Excellent info. Dude knows his whisk(e)y.


----------



## Frodo

ShawnBC said:


> I was wondering if JD's a good whisky or it is like the Budweiser of whiskies; mass produced, mass marketed but nothing fancy compared to smaller brewers?


OK I'll give my $0.02 but it sounds like there are 2 questions here...

1) In the cigar world, small boutique brands can be looked upon very highly. If you make good cigars, folks will notice. In the whisky world, it is tough for micros to tie up stocks for long-term aging so the aged stuff tends to come from bigger concerns. The reviews on the micros seem to be hit or miss, but they are almost always younger than that released from the larger producers. It seems to me that it is easier for the big boys to release a consistent character with age whereas the micros have to bottle what they have.

2) My op9inion of JD...

Old No 7: Has this paint varnish taste that completely puts me off. 
Gentleman Jack: Goes through the "Lincon County Process" twice (charcol mellowing), giving it a smoother character. There is a sibling similarity with the No 7 but is smoother with less roughness.
Single Barrel: Completely different than No 7 - if I tasted it blind I would guess it's a bourbon not a JD whisky. Much more character and more oaky.



Starbuck said:


> Everyone has a different flavor profile and you need to figure out what whiskey tastes the best to you.





Strickland said:


> Whiskey = cigars. Drink what you like; smoke what you like.
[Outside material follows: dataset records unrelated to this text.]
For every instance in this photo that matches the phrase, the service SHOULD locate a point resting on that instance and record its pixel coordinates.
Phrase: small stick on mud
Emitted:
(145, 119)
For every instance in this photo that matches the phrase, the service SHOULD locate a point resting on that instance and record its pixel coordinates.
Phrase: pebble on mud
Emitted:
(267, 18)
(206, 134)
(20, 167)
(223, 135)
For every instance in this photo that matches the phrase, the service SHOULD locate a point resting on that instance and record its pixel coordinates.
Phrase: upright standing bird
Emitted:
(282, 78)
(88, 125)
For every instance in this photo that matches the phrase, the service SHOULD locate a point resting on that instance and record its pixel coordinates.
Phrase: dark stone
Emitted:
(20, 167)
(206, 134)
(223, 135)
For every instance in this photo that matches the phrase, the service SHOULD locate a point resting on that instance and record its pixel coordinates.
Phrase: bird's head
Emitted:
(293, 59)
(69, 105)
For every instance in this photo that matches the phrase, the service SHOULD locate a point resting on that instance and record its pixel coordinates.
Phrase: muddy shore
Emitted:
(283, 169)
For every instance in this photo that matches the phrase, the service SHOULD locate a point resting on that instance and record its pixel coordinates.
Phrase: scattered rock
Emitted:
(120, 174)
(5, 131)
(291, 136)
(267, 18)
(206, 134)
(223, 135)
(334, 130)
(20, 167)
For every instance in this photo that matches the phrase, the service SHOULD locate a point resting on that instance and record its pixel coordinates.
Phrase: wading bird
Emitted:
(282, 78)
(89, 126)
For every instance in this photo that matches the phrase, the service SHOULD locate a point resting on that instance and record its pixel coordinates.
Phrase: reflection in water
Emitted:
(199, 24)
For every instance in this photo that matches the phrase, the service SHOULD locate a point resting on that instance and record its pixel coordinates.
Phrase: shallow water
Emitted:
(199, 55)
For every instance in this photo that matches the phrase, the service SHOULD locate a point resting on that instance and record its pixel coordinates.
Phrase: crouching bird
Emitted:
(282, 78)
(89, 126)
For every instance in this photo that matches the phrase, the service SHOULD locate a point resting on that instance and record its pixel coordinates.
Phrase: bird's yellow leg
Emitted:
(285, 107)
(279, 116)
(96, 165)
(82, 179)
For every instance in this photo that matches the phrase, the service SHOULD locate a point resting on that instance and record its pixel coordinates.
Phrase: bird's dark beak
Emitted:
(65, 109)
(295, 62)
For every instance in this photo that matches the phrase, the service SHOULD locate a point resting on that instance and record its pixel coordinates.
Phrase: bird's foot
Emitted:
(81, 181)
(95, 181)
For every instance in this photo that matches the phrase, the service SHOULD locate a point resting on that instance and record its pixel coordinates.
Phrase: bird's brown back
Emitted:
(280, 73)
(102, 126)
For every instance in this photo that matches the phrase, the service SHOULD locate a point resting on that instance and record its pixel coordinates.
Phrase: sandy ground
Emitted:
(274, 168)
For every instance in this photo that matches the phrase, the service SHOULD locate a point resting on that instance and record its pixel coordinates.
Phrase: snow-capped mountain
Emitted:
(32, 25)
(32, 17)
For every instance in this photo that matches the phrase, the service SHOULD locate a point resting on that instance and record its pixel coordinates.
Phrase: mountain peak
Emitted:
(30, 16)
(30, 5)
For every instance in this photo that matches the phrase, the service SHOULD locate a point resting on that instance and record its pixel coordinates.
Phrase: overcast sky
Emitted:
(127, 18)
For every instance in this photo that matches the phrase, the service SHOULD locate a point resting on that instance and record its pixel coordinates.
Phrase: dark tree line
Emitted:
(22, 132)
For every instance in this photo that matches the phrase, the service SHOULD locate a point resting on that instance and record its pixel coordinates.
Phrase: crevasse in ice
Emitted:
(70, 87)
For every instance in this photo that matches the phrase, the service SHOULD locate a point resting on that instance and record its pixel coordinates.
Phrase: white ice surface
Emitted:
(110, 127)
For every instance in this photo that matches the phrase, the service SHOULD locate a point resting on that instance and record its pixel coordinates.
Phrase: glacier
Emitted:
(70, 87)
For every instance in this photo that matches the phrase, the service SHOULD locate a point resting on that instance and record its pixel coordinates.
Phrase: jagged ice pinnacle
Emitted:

Agree 100% with these sentiments. Only your palate can tell you what you like.


----------



## Rackir

Cigar Noob said:


> Jack isn't officially a bourbon. Their label says Tennessee Whiskey on it.


Okay, so I had always thought that JD was a bourbon, and by my palate it tastes like a bourbon, so I did a little looking this morning (and this is done purely in the spirit of fun, because what better way to start a Wednesday than by researching how JD is made, and what constitutes different types of Whiskey's..,,have I mentioned that I'm a knowledge junkie?)

According to the ATF, this is the definition of Whiskey and Bourbon (I cant post links yet, but you can find this data at w's distill .com / specs/ USA10.html;


> (b) Class 2:
> Whisky: "Whisky" is an alcoholic distillate from a fermented mash of grain produced at less than 190 deg. proof, in such manner that the distillate possesses the taste, aroma, and characteristics generally attributed to whisky, stored in oak containers (except that corn whisky need not be so stored), and bottled at not less than 80 deg. proof, and also includes mixtures of such distillates for which no specific standards of identity are prescribed.
> 
> Note: While the common American spelling is "whiskey" (with an "e"), the B.A.T.F generally uses the spelling "whisky" (without an "e").
> 
> (1) (i) "Bourbon whisky", "rye whisky", "wheat whisky", "malt whisky", or "rye malt whisky" is whisky produced at not exceeding 160 deg. proof from a fermented mash of not less than 51 percent corn, rye, wheat, malted barley, or malted rye grain, respectively, and stored at not more than 125 deg. proof in charred new oak containers; and also includes mixtures of such whiskies of the same type.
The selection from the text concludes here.